Tarleton noticed there were no education opportunities at the orphanage. He wasn’t allowed to hire a tutor for Luis – it wouldn’t have been fair to other children. So, he decided he wanted to set up a classroom for all the children to use. Tarleton returned to Nashville and got to work. Over the next three months, he bought school supplies and ESL (English as a second language) flashcards, but when he discovered how expensive ESL books were, he panicked because he couldn’t afford them.
His friends Kelly Clarkson and Brandon Blackstock threw him a 40th birthday party and asked guests to bring something for the orphanage’s classroom. People brought notebooks, pens, pencils, paper – and ESL books.
“I had huge buckets, barrels of supplies for this classroom, all because of that,” he said.
When Tarleton returned to Honduras, he cleaned out a junk room at the orphanage, painted it, and then took a truck to a nearby town to buy dry erase boards, tables and to order the books. He hired a teacher to come to the orphanage several times a week to teach the kids English. Now when he goes back, the children greet him in his language.
Six years since his initial visit, Tarleton said he’s “learned so much” and gained perspective. He’s ready to do even more.
“Over these past years, I’ve become more and more and more passionate about this,” he said. “It all started because I fell in love with this little kid on the ground that morning. I know for a fact that there aren’t coincidences in life. I know that, and he’s having a challenging time as are all the people who live in that community. That’s the whole reason that I wanted to start this scholarship fund because I’ve learned over the last six years how to navigate this.”
Tarleton partnered with Hearts2Hondarus to start the fund. Up to this point, he has self-funded education at the orphanage. In 2020, he plans to grow the concept and send children from the orphanage and in the town to schools. If children who are part of the scholarship program need uniforms and school supplies, those are covered. If children test into the area’s private schools that offer a high level of education, the scholarship fund will cover their fees, too. Tarleton also has a plan for transportation to and from school.
Children age out of the orphanage at 18 years old. Without an education, he said they make about $2 a day.
“Hopefully we can make a big difference,” he said.
“Shane is just a doer,” said Nashville teacher Kimberly Price, who has been on multiple trips to Honduras with Tarleton. “It’s amazing what he’s done there. He sees a need and doesn’t just acknowledge it; he finds a solution.

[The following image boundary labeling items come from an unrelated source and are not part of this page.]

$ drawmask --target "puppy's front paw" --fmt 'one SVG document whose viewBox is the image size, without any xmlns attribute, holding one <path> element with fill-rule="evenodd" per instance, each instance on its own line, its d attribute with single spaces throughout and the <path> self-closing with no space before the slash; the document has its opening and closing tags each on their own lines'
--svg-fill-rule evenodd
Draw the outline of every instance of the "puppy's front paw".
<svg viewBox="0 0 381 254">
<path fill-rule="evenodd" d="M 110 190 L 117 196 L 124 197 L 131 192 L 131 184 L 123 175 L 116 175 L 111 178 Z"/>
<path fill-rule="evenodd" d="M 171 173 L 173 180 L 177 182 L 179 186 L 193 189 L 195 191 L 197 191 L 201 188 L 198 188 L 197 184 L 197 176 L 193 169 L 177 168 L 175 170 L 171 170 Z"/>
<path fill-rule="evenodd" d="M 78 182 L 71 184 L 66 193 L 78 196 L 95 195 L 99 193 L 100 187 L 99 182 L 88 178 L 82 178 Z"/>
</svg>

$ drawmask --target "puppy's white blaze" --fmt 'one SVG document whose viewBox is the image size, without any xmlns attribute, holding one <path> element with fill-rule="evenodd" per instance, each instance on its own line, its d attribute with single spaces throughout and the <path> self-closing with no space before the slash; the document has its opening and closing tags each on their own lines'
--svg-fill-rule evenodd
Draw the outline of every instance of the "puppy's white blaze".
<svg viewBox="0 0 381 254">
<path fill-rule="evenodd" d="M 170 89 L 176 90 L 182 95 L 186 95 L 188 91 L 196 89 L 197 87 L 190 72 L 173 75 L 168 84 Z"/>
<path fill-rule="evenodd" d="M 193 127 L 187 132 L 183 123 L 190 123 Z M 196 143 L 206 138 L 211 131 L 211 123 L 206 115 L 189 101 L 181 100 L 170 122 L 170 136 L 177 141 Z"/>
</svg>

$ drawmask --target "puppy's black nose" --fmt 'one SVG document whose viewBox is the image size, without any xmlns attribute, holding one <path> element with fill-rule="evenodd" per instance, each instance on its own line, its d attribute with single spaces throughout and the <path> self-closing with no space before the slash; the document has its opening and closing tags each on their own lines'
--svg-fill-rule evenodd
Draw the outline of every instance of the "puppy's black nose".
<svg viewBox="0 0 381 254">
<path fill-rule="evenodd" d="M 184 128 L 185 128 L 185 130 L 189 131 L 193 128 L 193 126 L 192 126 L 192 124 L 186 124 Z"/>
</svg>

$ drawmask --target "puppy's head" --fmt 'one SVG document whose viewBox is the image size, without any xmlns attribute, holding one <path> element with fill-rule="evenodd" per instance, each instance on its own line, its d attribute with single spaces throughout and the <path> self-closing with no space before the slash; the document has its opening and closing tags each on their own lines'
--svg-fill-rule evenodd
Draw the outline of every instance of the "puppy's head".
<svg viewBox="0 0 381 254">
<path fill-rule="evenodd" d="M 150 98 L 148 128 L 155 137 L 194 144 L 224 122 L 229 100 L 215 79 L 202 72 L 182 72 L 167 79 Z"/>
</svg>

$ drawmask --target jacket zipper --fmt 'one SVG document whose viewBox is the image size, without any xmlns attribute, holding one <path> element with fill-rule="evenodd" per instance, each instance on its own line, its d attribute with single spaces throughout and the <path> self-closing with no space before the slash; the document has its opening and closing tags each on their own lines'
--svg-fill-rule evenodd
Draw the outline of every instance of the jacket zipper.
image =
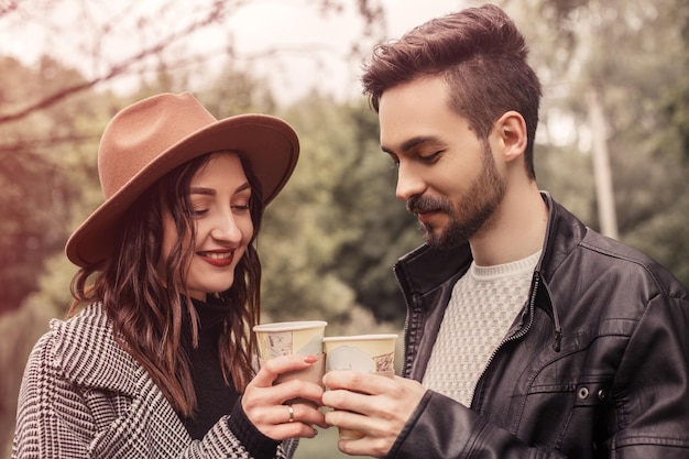
<svg viewBox="0 0 689 459">
<path fill-rule="evenodd" d="M 403 341 L 403 346 L 402 346 L 402 367 L 401 367 L 401 371 L 400 371 L 400 375 L 403 378 L 406 378 L 407 373 L 408 373 L 408 369 L 407 369 L 407 348 L 408 348 L 408 342 L 409 342 L 409 318 L 412 317 L 413 314 L 416 314 L 411 305 L 409 305 L 409 300 L 407 299 L 407 297 L 412 296 L 412 295 L 407 295 L 406 292 L 406 284 L 403 284 L 401 278 L 400 278 L 400 269 L 397 266 L 393 267 L 393 273 L 395 275 L 395 281 L 397 281 L 397 285 L 400 285 L 401 287 L 403 287 L 404 291 L 404 295 L 402 295 L 402 297 L 404 298 L 404 307 L 407 310 L 407 315 L 404 319 L 404 329 L 402 331 L 402 337 L 404 339 Z"/>
<path fill-rule="evenodd" d="M 491 363 L 495 359 L 495 356 L 497 354 L 497 352 L 500 352 L 500 350 L 504 346 L 506 346 L 508 342 L 516 341 L 517 339 L 521 339 L 532 328 L 532 324 L 534 323 L 534 312 L 535 312 L 535 308 L 536 308 L 536 292 L 538 291 L 538 286 L 539 285 L 540 285 L 540 275 L 539 275 L 538 271 L 535 271 L 534 272 L 534 287 L 532 288 L 529 300 L 528 300 L 528 324 L 526 324 L 526 326 L 522 327 L 516 334 L 511 335 L 511 336 L 506 337 L 505 339 L 503 339 L 500 342 L 500 345 L 497 345 L 495 350 L 493 350 L 493 353 L 491 354 L 491 357 L 488 359 L 488 363 L 485 364 L 485 368 L 483 369 L 483 372 L 481 373 L 481 376 L 479 378 L 478 381 L 483 381 L 483 378 L 485 376 L 485 373 L 488 373 L 488 369 L 490 368 Z M 477 383 L 477 389 L 478 387 L 479 387 L 479 384 Z M 477 408 L 477 406 L 475 406 L 475 395 L 477 395 L 477 393 L 475 393 L 475 390 L 474 390 L 474 393 L 471 395 L 471 407 L 472 408 Z"/>
</svg>

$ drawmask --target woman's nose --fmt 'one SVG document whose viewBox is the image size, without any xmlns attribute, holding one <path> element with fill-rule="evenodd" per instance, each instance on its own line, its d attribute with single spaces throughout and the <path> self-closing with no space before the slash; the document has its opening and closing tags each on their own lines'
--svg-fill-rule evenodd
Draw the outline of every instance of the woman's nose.
<svg viewBox="0 0 689 459">
<path fill-rule="evenodd" d="M 214 222 L 210 236 L 219 241 L 239 242 L 242 240 L 242 230 L 232 211 L 223 212 Z"/>
</svg>

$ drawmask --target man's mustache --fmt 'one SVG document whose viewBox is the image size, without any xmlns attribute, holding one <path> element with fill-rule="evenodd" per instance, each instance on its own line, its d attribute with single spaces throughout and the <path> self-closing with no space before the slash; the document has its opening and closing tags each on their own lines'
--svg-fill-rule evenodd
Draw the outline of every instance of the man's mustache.
<svg viewBox="0 0 689 459">
<path fill-rule="evenodd" d="M 425 214 L 430 211 L 450 212 L 450 203 L 446 199 L 431 198 L 427 196 L 412 196 L 406 205 L 409 214 Z"/>
</svg>

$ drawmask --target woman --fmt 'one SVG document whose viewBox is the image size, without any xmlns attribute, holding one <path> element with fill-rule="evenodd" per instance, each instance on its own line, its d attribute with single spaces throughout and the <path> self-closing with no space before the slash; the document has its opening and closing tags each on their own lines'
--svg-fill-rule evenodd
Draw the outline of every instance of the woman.
<svg viewBox="0 0 689 459">
<path fill-rule="evenodd" d="M 111 120 L 98 152 L 106 201 L 67 242 L 80 266 L 72 317 L 53 321 L 29 359 L 13 458 L 283 458 L 326 427 L 319 409 L 284 405 L 320 406 L 321 387 L 273 385 L 316 358 L 256 373 L 250 331 L 253 244 L 297 156 L 282 120 L 218 121 L 188 94 Z"/>
</svg>

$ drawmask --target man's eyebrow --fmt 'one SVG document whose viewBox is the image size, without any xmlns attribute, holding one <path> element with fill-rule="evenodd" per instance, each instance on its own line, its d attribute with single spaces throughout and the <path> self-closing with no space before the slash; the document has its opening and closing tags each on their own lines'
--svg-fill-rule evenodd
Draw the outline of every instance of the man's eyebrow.
<svg viewBox="0 0 689 459">
<path fill-rule="evenodd" d="M 437 141 L 437 138 L 433 136 L 433 135 L 417 135 L 415 138 L 405 140 L 404 142 L 402 142 L 402 144 L 400 145 L 400 151 L 402 153 L 406 153 L 409 150 L 423 144 L 423 143 L 427 143 L 427 142 L 435 142 Z M 381 150 L 383 150 L 385 153 L 394 153 L 392 149 L 385 146 L 385 145 L 381 145 Z"/>
</svg>

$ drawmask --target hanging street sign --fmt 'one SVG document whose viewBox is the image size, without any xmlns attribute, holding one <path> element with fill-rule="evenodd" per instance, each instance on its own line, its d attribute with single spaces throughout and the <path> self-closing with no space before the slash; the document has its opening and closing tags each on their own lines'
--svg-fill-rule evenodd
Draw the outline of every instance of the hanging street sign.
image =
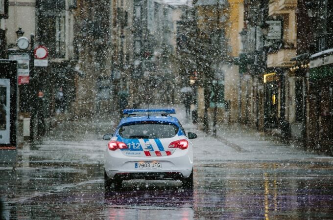
<svg viewBox="0 0 333 220">
<path fill-rule="evenodd" d="M 47 66 L 48 63 L 48 60 L 35 59 L 33 61 L 35 66 Z"/>
</svg>

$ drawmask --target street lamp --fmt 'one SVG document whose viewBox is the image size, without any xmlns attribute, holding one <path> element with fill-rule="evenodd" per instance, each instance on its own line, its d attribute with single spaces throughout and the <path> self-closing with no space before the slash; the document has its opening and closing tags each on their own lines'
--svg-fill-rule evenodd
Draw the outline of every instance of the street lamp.
<svg viewBox="0 0 333 220">
<path fill-rule="evenodd" d="M 217 136 L 216 134 L 216 124 L 217 124 L 217 99 L 218 99 L 218 83 L 217 81 L 216 80 L 214 80 L 212 82 L 212 85 L 213 88 L 213 92 L 214 95 L 213 96 L 213 101 L 214 103 L 214 114 L 213 116 L 213 135 L 214 137 Z"/>
<path fill-rule="evenodd" d="M 241 41 L 241 44 L 243 45 L 243 52 L 244 52 L 245 45 L 247 41 L 247 30 L 246 28 L 243 28 L 241 31 L 239 32 L 239 35 L 240 35 L 240 41 Z"/>
</svg>

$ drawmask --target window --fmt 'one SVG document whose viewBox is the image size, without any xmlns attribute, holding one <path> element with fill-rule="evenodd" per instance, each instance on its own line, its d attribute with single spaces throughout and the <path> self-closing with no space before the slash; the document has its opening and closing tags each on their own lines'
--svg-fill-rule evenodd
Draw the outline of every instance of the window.
<svg viewBox="0 0 333 220">
<path fill-rule="evenodd" d="M 64 58 L 65 48 L 65 16 L 47 16 L 40 20 L 41 41 L 49 49 L 53 58 Z"/>
<path fill-rule="evenodd" d="M 119 134 L 125 138 L 168 138 L 177 134 L 178 130 L 173 124 L 146 121 L 121 126 Z"/>
</svg>

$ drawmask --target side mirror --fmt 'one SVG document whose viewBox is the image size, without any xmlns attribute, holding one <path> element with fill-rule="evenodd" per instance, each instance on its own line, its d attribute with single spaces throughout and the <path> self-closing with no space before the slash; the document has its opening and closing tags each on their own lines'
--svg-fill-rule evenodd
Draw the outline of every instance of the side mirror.
<svg viewBox="0 0 333 220">
<path fill-rule="evenodd" d="M 108 133 L 103 135 L 103 140 L 110 140 L 111 139 L 111 137 L 113 136 L 112 133 Z"/>
<path fill-rule="evenodd" d="M 198 136 L 195 133 L 192 133 L 191 132 L 189 132 L 188 134 L 189 139 L 195 139 Z"/>
</svg>

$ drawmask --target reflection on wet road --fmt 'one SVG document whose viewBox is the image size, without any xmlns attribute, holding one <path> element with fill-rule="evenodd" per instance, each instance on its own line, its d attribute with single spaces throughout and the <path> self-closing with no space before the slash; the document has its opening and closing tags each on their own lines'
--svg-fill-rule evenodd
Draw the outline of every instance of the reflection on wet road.
<svg viewBox="0 0 333 220">
<path fill-rule="evenodd" d="M 99 136 L 24 145 L 16 172 L 0 170 L 5 219 L 332 219 L 333 158 L 248 132 L 196 132 L 192 191 L 139 180 L 105 194 Z"/>
</svg>

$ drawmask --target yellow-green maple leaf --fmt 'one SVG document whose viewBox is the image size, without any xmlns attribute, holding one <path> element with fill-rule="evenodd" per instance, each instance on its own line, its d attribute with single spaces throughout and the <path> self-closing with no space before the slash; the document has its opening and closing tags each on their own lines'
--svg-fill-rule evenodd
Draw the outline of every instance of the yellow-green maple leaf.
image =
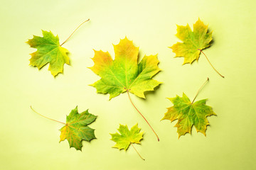
<svg viewBox="0 0 256 170">
<path fill-rule="evenodd" d="M 213 108 L 206 105 L 207 99 L 201 100 L 191 103 L 189 98 L 183 94 L 182 97 L 178 95 L 175 98 L 168 98 L 174 106 L 168 108 L 162 120 L 170 120 L 171 122 L 178 119 L 175 125 L 177 128 L 178 137 L 186 133 L 191 133 L 192 126 L 194 125 L 197 132 L 206 135 L 206 131 L 209 122 L 207 116 L 216 115 Z"/>
<path fill-rule="evenodd" d="M 87 125 L 95 120 L 97 116 L 89 113 L 88 110 L 81 113 L 78 112 L 78 106 L 71 110 L 66 118 L 66 125 L 60 130 L 60 140 L 67 140 L 70 147 L 82 149 L 82 140 L 90 141 L 96 139 L 94 129 Z"/>
<path fill-rule="evenodd" d="M 176 53 L 175 57 L 184 57 L 184 62 L 192 63 L 198 60 L 201 50 L 208 47 L 210 42 L 213 40 L 212 33 L 207 33 L 208 26 L 198 18 L 193 24 L 193 30 L 187 24 L 186 26 L 177 25 L 177 34 L 176 35 L 183 42 L 177 42 L 171 46 L 173 52 Z"/>
<path fill-rule="evenodd" d="M 38 69 L 50 63 L 48 70 L 53 76 L 63 73 L 64 64 L 70 64 L 67 55 L 68 50 L 60 45 L 59 38 L 52 32 L 42 30 L 43 37 L 33 35 L 26 42 L 31 47 L 38 50 L 31 54 L 30 65 L 36 66 Z"/>
<path fill-rule="evenodd" d="M 122 149 L 127 150 L 131 143 L 140 144 L 140 140 L 143 138 L 143 132 L 139 132 L 141 129 L 138 128 L 138 124 L 134 125 L 130 130 L 129 130 L 127 125 L 120 125 L 117 130 L 120 134 L 117 132 L 110 134 L 111 140 L 116 142 L 113 147 L 118 148 L 120 150 Z"/>
<path fill-rule="evenodd" d="M 95 65 L 90 69 L 102 77 L 91 85 L 97 93 L 110 94 L 110 100 L 128 90 L 144 98 L 145 91 L 154 91 L 161 84 L 151 79 L 160 71 L 156 55 L 144 56 L 138 64 L 139 47 L 127 38 L 114 45 L 114 60 L 108 52 L 95 50 Z"/>
</svg>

I think he’s one of the most generous people I’ve ever met, and he’s a blessing to everyone he comes in contact with down there.”
When the children begin school, Tarleton believes many of the kids will be scholastically behind other students in their grade. The teachers at the orphanage will shift from being the primary educators to tutors to help them catch up.
“We’ve thought about this and dreamed about this for so long, and now we are actually in a place where we can put rubber to the road and get kids in school,” he said. “I do believe that that energy is contagious. In my mind, I’m dreaming as big as I can possibly dream. This was not in my plan, but I know it’s a path that I’m supposed to be on. I’m just so grateful that I met this little dude because this opened up my heart.”